The numbers to watch are the same month last year and the year-to-date comparisons, which continue to outperform last year’s data.
Here is some interesting data from a good friend who has been tracking the new home markets for several decades.
Edsel Charles, of MarketGraphics Research Group Inc., has been providing new home market research information for builders, developers, banks, city governments and others for more than 20 years.
According to the data, 11 counties have experienced amazing changes.
In June 2008, 1,290 subdivisions were under development. Four years later, there are only 871 subdivisions underway.
In June 2008, there were 36,320 lots, and as of the same quarter this year, it had fallen to 21,516.
From June to the end of 2017, more than 36,000 lots will most likely be used.
So, at an estimated 2.2 lots per acre, more than 211 acres per month must be developed in order to keep up with demand.
Many in the real estate industry feel that within about eight months the reasonably good sites will be substantially gone.
This could result in a lot crisis, which could become evident in the amount of plots in the pipeline, as well as a lack of developers and investors.
Edsel goes on to say that from May of this year to next, the real estate market could likely see an increase of up to 8 percent in the prices of new homes.
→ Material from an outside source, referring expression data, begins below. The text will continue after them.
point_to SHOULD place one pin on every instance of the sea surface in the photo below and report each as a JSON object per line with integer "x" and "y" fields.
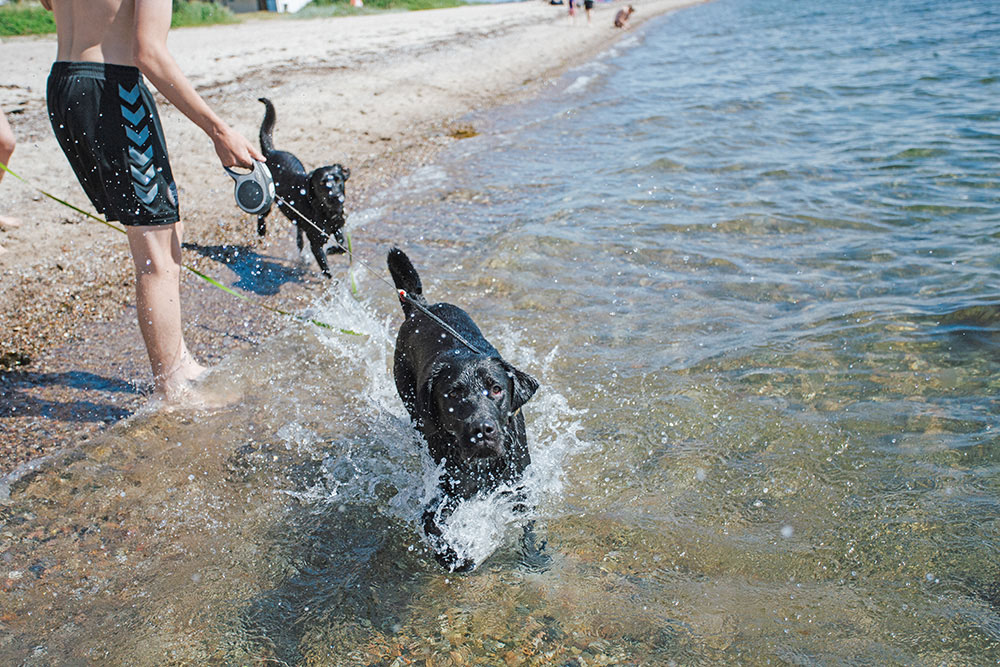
{"x": 751, "y": 255}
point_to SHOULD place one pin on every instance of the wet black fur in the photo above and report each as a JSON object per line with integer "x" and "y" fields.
{"x": 322, "y": 202}
{"x": 466, "y": 403}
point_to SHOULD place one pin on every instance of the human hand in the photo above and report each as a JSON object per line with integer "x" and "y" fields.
{"x": 234, "y": 150}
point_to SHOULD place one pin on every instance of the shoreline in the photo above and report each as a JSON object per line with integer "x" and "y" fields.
{"x": 381, "y": 94}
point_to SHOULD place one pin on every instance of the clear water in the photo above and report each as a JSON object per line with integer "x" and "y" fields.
{"x": 751, "y": 256}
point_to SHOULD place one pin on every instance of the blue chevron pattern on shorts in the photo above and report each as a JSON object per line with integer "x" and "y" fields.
{"x": 140, "y": 152}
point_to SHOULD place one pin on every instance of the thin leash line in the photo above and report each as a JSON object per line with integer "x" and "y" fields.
{"x": 402, "y": 293}
{"x": 199, "y": 274}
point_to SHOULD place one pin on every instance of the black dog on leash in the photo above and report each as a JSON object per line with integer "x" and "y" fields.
{"x": 314, "y": 201}
{"x": 464, "y": 398}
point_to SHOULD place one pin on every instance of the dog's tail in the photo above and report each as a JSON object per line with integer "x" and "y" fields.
{"x": 406, "y": 278}
{"x": 266, "y": 144}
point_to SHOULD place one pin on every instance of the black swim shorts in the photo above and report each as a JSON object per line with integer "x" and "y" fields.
{"x": 106, "y": 122}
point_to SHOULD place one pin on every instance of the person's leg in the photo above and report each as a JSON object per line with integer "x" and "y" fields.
{"x": 6, "y": 142}
{"x": 156, "y": 251}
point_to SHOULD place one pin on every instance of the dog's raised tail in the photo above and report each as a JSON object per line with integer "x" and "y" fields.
{"x": 266, "y": 143}
{"x": 405, "y": 277}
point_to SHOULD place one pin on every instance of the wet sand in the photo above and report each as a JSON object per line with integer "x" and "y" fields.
{"x": 380, "y": 94}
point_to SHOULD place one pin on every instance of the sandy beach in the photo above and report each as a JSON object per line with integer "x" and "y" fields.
{"x": 378, "y": 93}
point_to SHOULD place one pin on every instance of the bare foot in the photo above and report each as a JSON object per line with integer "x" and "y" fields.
{"x": 194, "y": 396}
{"x": 7, "y": 222}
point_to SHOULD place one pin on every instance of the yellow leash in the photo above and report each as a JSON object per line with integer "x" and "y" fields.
{"x": 196, "y": 272}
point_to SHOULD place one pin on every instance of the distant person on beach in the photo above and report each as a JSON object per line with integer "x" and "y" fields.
{"x": 6, "y": 150}
{"x": 622, "y": 17}
{"x": 107, "y": 125}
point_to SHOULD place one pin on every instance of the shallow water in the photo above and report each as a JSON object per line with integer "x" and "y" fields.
{"x": 750, "y": 255}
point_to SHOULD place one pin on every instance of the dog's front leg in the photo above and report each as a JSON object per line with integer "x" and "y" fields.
{"x": 320, "y": 256}
{"x": 533, "y": 557}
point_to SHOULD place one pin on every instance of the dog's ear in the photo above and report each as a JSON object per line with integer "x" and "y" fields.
{"x": 424, "y": 404}
{"x": 525, "y": 386}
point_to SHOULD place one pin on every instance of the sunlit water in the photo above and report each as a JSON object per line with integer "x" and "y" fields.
{"x": 751, "y": 255}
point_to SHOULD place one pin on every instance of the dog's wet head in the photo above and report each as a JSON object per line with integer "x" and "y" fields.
{"x": 474, "y": 403}
{"x": 328, "y": 186}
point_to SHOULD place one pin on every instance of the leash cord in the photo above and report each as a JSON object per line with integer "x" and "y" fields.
{"x": 215, "y": 283}
{"x": 196, "y": 272}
What does all of this mean for the average homebuyer or seller?
As the lot supply shrinks, the cost to homebuilders will rise, which in turn, will cause the prices of new homes to also increase.
As the quantity of new homes decreases, more buyers who would have purchased new homes will have to buy existing houses.
This shift in the market will cause existing home prices to also rise.
By the time this lot shortage occurs, the economy will have already improved.
With many new jobs and the foreclosure rate in decline, financing will eventually loosen.
Hopefully, Americans will not forget the lessons learned during the most recent housing crisis, and all of the stakeholders involved will still proceed with more caution when developing, building and financing homes.
The good news is the market is improving, and industry leaders are already discussing how to manage supply shortages and price increases.
It beats the discussions of the past four years, so everyone still has reason to be optimistic about the future of the real estate market.